Claude-Frédéric Bastiat (1801-1850) in The Law
Bastiat was a French economist and writer who lived at the dawn of the Industrial Revolution. His now-famous book, The Law, lays down the political argument for a Free Society and explains why Governments tend to invite fraud and corruption.
Interestingly, had Bastiat been born only a few decades later, he would have noticed how large industries (which didn‘t exist in his time) foster their own forms of corruption.
Looking at the international wholesale voice/SMS industry of today, we can see two classes of network provider: the established and the struggling.
An example of the established operators are the highly successful large wholesale providers (iBasis, BICS, Tata Communications) who have gained a strong market foothold. These companies are not just champions of industry laws, they pride themselves on maintaining their trusted, “fraud-free” ecosystems with hundreds of partner carriers.
The struggling operators, meanwhile, don‘t own a membership card to any of the big wholesaler clubs.
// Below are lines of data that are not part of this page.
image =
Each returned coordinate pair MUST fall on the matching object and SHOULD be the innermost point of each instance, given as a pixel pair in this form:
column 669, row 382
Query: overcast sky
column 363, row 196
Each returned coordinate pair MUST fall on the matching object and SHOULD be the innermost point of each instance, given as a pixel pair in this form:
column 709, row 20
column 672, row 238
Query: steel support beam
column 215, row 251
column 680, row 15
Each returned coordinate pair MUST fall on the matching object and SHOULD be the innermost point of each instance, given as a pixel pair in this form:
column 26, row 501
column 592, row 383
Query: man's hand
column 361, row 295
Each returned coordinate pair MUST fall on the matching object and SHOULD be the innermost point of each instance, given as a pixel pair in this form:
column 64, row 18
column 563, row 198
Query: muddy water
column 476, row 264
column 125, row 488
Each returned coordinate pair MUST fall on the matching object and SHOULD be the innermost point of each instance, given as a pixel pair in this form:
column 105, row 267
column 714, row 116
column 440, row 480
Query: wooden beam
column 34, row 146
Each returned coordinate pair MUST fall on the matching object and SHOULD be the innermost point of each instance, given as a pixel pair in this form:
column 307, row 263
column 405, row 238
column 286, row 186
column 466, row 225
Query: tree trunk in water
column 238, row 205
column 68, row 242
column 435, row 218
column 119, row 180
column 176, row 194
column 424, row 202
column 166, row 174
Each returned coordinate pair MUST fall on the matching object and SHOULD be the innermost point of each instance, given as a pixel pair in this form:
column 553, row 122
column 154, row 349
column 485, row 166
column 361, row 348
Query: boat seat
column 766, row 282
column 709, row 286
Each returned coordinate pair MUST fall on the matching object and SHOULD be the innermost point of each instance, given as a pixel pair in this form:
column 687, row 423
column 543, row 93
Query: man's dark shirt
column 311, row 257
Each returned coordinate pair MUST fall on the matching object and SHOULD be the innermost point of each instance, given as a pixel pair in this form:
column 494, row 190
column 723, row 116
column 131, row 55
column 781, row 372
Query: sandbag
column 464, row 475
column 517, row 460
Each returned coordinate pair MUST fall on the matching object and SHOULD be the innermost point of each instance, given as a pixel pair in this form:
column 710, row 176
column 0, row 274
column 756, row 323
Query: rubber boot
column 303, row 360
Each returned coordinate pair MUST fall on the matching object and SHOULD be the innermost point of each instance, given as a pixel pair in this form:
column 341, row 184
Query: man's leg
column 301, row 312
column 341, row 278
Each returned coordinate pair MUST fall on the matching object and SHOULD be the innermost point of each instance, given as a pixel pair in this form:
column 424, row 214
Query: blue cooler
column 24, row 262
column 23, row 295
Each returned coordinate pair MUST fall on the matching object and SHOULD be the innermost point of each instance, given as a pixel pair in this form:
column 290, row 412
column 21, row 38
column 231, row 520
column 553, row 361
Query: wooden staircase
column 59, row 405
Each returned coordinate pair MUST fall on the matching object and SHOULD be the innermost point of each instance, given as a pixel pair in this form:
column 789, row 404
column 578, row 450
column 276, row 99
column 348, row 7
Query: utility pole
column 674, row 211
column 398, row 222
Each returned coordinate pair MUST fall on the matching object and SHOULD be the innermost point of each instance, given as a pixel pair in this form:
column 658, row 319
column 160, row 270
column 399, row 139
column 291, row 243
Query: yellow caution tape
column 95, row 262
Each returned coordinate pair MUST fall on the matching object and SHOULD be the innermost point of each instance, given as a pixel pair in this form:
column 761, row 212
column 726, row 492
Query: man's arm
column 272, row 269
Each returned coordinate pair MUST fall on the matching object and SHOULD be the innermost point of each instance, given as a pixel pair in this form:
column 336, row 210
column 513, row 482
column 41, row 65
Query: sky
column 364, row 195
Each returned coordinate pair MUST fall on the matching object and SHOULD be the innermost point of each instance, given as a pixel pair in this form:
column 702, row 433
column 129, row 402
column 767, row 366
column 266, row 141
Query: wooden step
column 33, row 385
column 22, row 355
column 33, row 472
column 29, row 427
So they need to make it on their own: many barely make enough money to say alive. Their margins are squeezed by the established firms, and they fear their “partners” may swindle them tomorrow.
So if your telecom firm is just surviving, it’s much easier to turn a blind eye to fraudsters offering some financial help. In short, many of the struggling will sell grey routes because they want to keep their firms afloat and pay their employees.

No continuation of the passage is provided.